Introduction to Browsers and the Internet

Browsers are a gateway to the World Wide Web. They allow users to access and interact with websites. However, the process of displaying a website on your screen involves a complex sequence of events that users are typically unaware of.

In this article, we will explore the inner workings of browsers. Before we start, we need to understand that the internet is a vast network of interconnected computers, facilitating the exchange of information globally. At the heart of this lies the Domain Name System (DNS).

Understanding the Domain Name System (DNS)

The Domain Name System(DNS) acts as the internet's global address book. It is a critical component that translates human-readable domain names like google.com into IP addresses so that browsers can load Internet resources. The DNS helps us by removing the need to remember IP addresses.

Each device connected to the internet has a unique IP address, which other machines use to identify and locate the device. In other words, IP addresses are how computers identify other computers on the internet.

While DNS helps translate domain names to IP addresses for accessing websites, it also plays a crucial role in email delivery, Voice over IP (VoIP) communications, and other internet services that rely on mapping domain names to network resources. The DNS system is a distributed database that maps human-friendly domain names to their respective IP addresses.

How DNS Works?

When you first type or enter a website address in your browser, the DNS system kicks in. The DNS is hierarchical, and it consists of root servers, Top-Level Domain (TLD) servers, and authoritative name servers.

  1. Local Cache

When you enter a URL in the address bar, the computer, and the Operating System first check its local cache, as it keeps a local cache of domain name mappings to IP addresses. This local cache stays small because it kicks out the domains that you have not visited in a while or domains that send out their expiration dates.

  • Chrome browser, you can view the database by typing "chrome://net-internals/#dns" in the address bar.

  • Firefox: Type "about:networking#dns" in the address bar.

  • Safari: Access the DNS cache by going to "Safari" > "Preferences" > "Advanced" > "Show Develop menu in menu bar" and then from the menu bar select "Develop" > "Show Web Inspector" > "Storage" > "Local Storage" > "chrome://net-internals/#dns"

  1. Root Servers

However, if you have never visited the website before, it means your computer does not have the IP address for that domain in its cache. This is where the route resolver comes in. These are typically provided by your Internet Service Provider (ISP) and keep their own cache.

The ISP locates the root server. There are 13 root server addresses scattered around the globe that are responsible for keeping track of a subset of the millions of domain names. The ISP/root resolver asks the root name servers which name server knows the .com domains.
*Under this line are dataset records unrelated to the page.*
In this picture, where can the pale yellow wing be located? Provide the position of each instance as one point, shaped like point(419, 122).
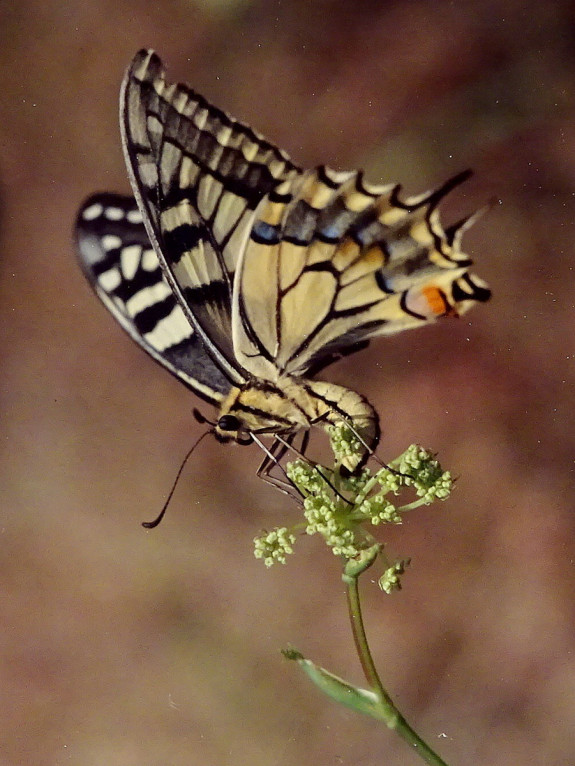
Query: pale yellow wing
point(332, 262)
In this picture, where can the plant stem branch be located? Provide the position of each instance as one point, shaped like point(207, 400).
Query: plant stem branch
point(389, 713)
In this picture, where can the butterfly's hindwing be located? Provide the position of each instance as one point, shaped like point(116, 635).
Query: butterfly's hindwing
point(120, 264)
point(332, 262)
point(250, 274)
point(198, 176)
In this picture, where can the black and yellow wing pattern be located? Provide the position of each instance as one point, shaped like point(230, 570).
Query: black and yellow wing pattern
point(244, 275)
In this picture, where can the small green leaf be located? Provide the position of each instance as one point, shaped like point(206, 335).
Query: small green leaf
point(360, 700)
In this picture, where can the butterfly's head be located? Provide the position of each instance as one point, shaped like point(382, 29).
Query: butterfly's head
point(231, 428)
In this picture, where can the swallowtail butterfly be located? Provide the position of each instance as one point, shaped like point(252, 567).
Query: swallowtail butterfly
point(245, 275)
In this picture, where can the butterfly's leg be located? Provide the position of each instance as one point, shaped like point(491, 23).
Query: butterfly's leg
point(272, 458)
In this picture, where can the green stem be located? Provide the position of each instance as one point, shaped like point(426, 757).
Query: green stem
point(389, 713)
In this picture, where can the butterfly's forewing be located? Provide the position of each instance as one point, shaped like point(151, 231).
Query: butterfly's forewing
point(198, 176)
point(332, 262)
point(122, 267)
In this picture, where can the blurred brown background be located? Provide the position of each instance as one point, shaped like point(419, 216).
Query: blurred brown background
point(131, 648)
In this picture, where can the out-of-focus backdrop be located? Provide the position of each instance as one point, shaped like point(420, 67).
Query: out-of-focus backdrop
point(125, 647)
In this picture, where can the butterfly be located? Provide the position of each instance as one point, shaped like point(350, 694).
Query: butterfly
point(244, 275)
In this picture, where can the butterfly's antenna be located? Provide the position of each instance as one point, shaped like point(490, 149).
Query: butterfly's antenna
point(156, 521)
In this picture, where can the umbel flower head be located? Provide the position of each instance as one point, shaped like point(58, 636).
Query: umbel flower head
point(344, 510)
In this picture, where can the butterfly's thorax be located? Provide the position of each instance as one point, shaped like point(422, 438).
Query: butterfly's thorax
point(292, 403)
point(244, 275)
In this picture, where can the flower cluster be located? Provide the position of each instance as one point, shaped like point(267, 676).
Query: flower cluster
point(343, 509)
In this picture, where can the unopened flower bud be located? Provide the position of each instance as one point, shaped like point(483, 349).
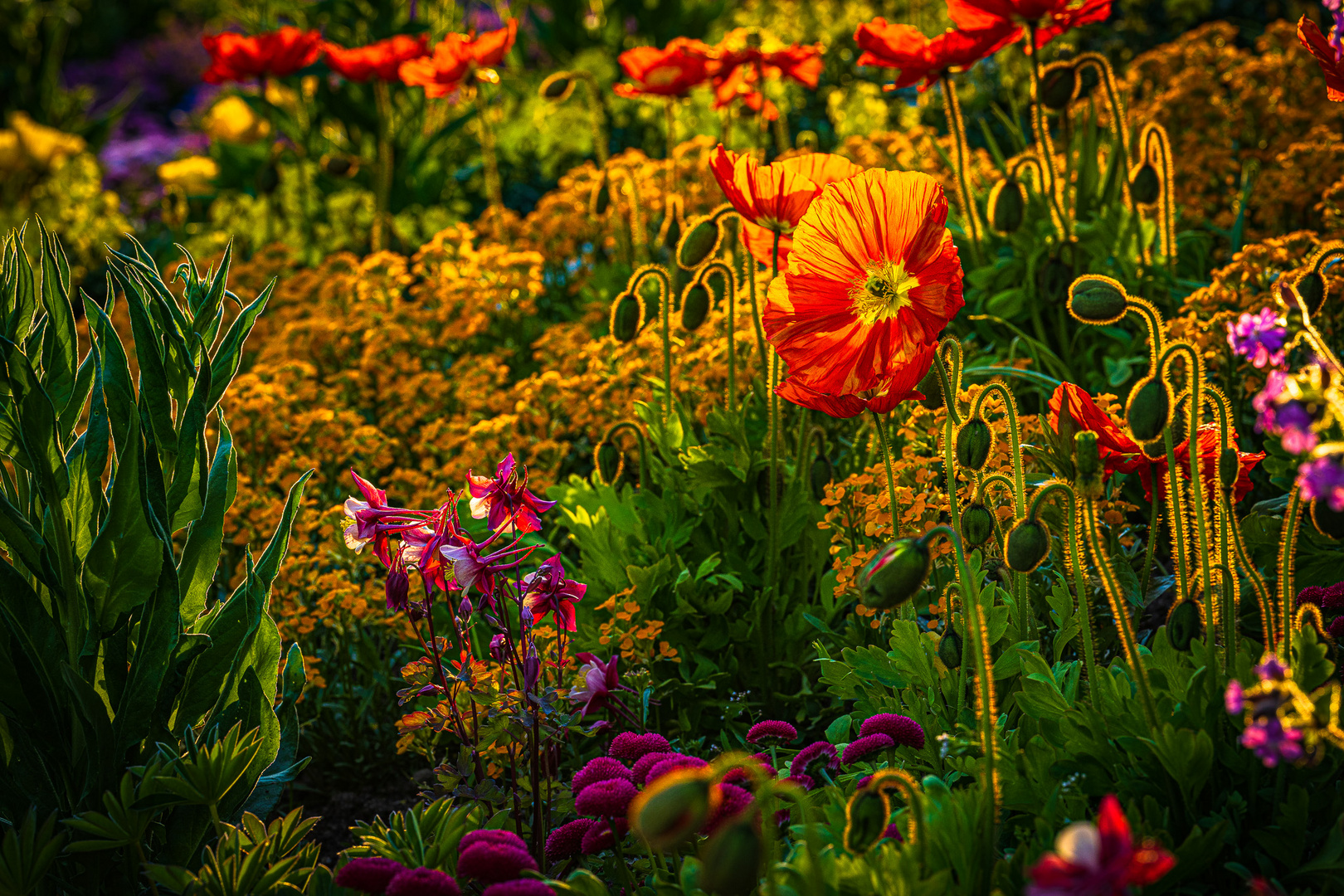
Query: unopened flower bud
point(695, 306)
point(895, 575)
point(675, 806)
point(732, 859)
point(866, 820)
point(1146, 184)
point(1183, 624)
point(1007, 206)
point(1149, 409)
point(1097, 299)
point(1027, 546)
point(699, 243)
point(977, 524)
point(975, 441)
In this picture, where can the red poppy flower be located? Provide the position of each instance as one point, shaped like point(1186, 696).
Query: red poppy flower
point(1326, 56)
point(275, 54)
point(918, 58)
point(873, 280)
point(379, 60)
point(1051, 17)
point(1098, 860)
point(671, 71)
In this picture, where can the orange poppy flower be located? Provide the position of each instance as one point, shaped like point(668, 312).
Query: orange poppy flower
point(918, 58)
point(379, 60)
point(1332, 67)
point(275, 54)
point(1051, 17)
point(671, 71)
point(873, 280)
point(777, 193)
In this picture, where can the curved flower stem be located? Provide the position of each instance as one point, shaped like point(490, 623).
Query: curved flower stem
point(1118, 606)
point(1288, 544)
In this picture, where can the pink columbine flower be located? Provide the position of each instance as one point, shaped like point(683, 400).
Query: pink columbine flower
point(504, 500)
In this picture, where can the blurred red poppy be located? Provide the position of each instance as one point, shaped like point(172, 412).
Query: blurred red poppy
point(234, 56)
point(379, 60)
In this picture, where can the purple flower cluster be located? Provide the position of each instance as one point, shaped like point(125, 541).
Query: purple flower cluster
point(1259, 338)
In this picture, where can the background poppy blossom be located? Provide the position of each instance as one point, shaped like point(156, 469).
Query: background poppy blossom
point(873, 280)
point(234, 56)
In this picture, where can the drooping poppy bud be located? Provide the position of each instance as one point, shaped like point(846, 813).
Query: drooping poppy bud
point(866, 820)
point(975, 441)
point(699, 243)
point(895, 575)
point(628, 317)
point(1027, 546)
point(1149, 409)
point(695, 306)
point(949, 649)
point(1183, 624)
point(1007, 206)
point(977, 524)
point(557, 88)
point(1058, 86)
point(732, 859)
point(675, 806)
point(1097, 299)
point(1146, 184)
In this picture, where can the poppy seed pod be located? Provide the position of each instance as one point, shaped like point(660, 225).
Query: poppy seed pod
point(557, 88)
point(695, 306)
point(1183, 624)
point(628, 316)
point(1146, 186)
point(699, 243)
point(674, 807)
point(895, 574)
point(1149, 409)
point(1327, 520)
point(1097, 299)
point(975, 441)
point(1058, 86)
point(732, 859)
point(866, 820)
point(1007, 206)
point(949, 649)
point(1027, 546)
point(977, 524)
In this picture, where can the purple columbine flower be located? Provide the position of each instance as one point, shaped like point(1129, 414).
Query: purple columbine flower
point(1322, 479)
point(1259, 338)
The root name server responds with the IP address of a TLD name server that tracks ".com" domains. The root server knows where the .com TLD server is and directs the ISP/root resolver to it.

These root servers sit at the top of the DNS hierarchy and are separated by [letter].root-servers.net, where [letter] ranges from A to M, like a.root-servers.net, b.root-servers.net, and so on. Although there are only 13 root servers, each organization provides multiple physical servers distributed around the globe to support the entire internet.

  1. Top-Level Domain (TLD) Servers

The TLD server knows which domain name registrar has access to the site's authoritative name servers. The coordination of most top-level domains (TLDs) belongs to the Internet Corporation for Assigned Names and Numbers (ICANN).

Some common types of TLDs include:

  • Country Code TLDs (ccTLDs): Usually two-letter ISO codes, like .uk for the United Kingdom or .in for India.

  • Internationalized Domain Names (IDNs): TLDs written in native languages, like .भारत for India in the Devanagari script.

  • Generic TLDs (gTLDs): .com, .net, .org, .edu, and others.

  • Infrastructure TLDs:

    .arpa - This TLD is primarily used for reverse DNS lookups, which is the opposite of regular DNS lookups. Reverse DNS allows mapping an IP address back to a domain name.

    .root - Reserved for the root zone of the DNS hierarchy.

    .local - Used for local area network hostnames that aren't supposed to be publicly accessible over the internet.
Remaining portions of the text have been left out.